I saw a BOLENS MODEL 770 MOWER for sale locally and am not familiar with this model. Could someone fill me in? were they worth having or are they some rebadged cheapo tractor?

Thanks
Andy


----------



## aguysmiley (Jul 2, 2004)

The 770 is what they call a small frame tractor. It's mainly a lawn mower. They also made a 775 which was a hydrostatic version. That's about all I know about them.


----------



## guest2 (Dec 27, 2003)

Here's a little more info. The 770 was introduced in 1968 and the 775 joined the 770 for the 1969 model year.
http://www.tractorforum.com/forums/attachment.php?s=&postid=49068


----------



## guest2 (Dec 27, 2003)

Here's a chart showing available attachments


----------



## guest2 (Dec 27, 2003)

They were made by Bolens and not a re-badged generic tractor.
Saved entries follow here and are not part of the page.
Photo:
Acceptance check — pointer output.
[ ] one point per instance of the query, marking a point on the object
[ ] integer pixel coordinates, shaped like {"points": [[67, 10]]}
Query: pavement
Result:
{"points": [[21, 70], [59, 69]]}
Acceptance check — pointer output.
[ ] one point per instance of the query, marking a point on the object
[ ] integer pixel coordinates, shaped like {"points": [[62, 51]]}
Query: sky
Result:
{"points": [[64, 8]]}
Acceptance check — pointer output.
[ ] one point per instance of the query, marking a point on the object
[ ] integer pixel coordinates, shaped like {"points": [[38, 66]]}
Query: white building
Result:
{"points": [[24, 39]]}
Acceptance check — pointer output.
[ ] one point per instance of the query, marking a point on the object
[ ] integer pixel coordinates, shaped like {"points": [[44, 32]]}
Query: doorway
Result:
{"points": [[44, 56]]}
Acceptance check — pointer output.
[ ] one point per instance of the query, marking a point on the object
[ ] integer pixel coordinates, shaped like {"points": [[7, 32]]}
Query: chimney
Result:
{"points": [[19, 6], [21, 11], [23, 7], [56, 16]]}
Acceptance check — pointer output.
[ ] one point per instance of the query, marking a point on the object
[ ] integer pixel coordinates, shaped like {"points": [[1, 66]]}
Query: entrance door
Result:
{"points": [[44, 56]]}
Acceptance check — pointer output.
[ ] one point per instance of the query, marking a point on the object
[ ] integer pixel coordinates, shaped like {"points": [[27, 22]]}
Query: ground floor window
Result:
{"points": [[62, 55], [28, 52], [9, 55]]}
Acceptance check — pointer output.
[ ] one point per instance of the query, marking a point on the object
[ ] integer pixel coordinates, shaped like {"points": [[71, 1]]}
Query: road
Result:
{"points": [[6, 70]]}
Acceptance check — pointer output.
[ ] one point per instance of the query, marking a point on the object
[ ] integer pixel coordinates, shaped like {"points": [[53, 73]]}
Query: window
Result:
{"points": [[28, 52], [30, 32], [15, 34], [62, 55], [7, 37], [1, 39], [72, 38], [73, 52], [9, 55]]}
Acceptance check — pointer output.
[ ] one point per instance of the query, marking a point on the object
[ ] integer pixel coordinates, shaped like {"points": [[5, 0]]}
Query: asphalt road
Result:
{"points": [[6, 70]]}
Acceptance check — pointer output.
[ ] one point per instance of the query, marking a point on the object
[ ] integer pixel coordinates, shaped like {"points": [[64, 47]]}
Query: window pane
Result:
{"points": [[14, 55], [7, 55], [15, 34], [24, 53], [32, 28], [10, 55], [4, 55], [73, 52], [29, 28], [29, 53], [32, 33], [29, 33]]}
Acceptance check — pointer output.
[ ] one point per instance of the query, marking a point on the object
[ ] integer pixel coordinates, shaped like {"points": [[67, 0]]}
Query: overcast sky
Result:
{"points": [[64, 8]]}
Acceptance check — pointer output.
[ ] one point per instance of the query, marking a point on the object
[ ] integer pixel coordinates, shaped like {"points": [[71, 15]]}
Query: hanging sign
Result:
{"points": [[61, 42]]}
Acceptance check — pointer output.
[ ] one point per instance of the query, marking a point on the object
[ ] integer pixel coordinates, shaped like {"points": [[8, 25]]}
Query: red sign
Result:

But like aguysmiley said, they were really nothing more than a mower. There was a snowblower available and they could pull a lawn cart, sweeper, dethatcher, or other tow behind attachments. 

The only way I could see myself owning one would be if it was a super clean original that would complete a collection.


----------



## chrpmaster (May 5, 2004)

Thanks for the info guys. I was looking at one that was in fair condition but he was only asking $50 for. I thought if it was a strong one like the tube frames I might be interested. It sounds like this is more of a light duty lawn tractor.

Andy


----------